Man Gives Officers His Meth Instead Of His Registration At Traffic Stop
A man in West Virginia accidentally handed over crystal meth instead of his registration documents to police officers during a traffic stop.
'Take me home, country roads' are the words one West Virginian man won't be singing as police stopped his car on the I-79 last Sunday (17 April).
During the traffic stop, Roy Porter gave officers more than they bargained for and was promptly charged.
Porter was pulled over and handed officers what they thought were the vehicle's registration documents.
Instead, they saw 'a couple pieces of crystal-like substance' fall from his pocket, ABC reported.
Police dogs were then led around the car and proceeded to find, you guessed it, more meth. Officers said that a passenger in the car, Jared Mayle, of Salem, also had 220 grams of the drug in his possession.
Both men were charged - Porter with conspiracy to commit a felony and Mayle on possession with intent to deliver a controlled substance.

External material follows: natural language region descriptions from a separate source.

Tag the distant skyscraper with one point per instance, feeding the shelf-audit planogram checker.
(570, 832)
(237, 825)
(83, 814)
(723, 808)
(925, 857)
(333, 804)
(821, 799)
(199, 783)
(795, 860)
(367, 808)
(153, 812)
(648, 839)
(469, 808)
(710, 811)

Mayle is out on bond while Porter is being held at Central Regional Jail with a $5,000 bond.
Drug-related offences aren't a rare occurrence in West Virginia sadly, with overdoses increasing in the area from 878 in 2019 to 1,275 in 2020, as per the West Virginia Department of Health and Human Resources.
The new legislature passed in the state cracked down on harm reduction programmes, so-called because they aim to support those suffering from drug abuse by helping them attain abstinence in a safe, staggered way - checking their drugs for fentanyl and providing sterile needles to prevent the risk of contracting HIV.
The crackdown means that programmes such as the one that ran out of Milan Puskar Health Right have to follow stricter rules, stunting the number of people in the local area they can help.
Under the new law, clinics like Milan Puskar have to apply for a new license to run the needle program they've conducted for years.
Executive director of the clinic Laura Jones said of the crackdown to TIME: "The belief in West Virginia is still very much that drug use is a moral failure, addiction is a moral failure."
"So that was really demoralizing for all of us, because we know that to not be true."
With new laws making it harder for people to get the help they need, it's not surprising regular traffic stops are ending with drug charges.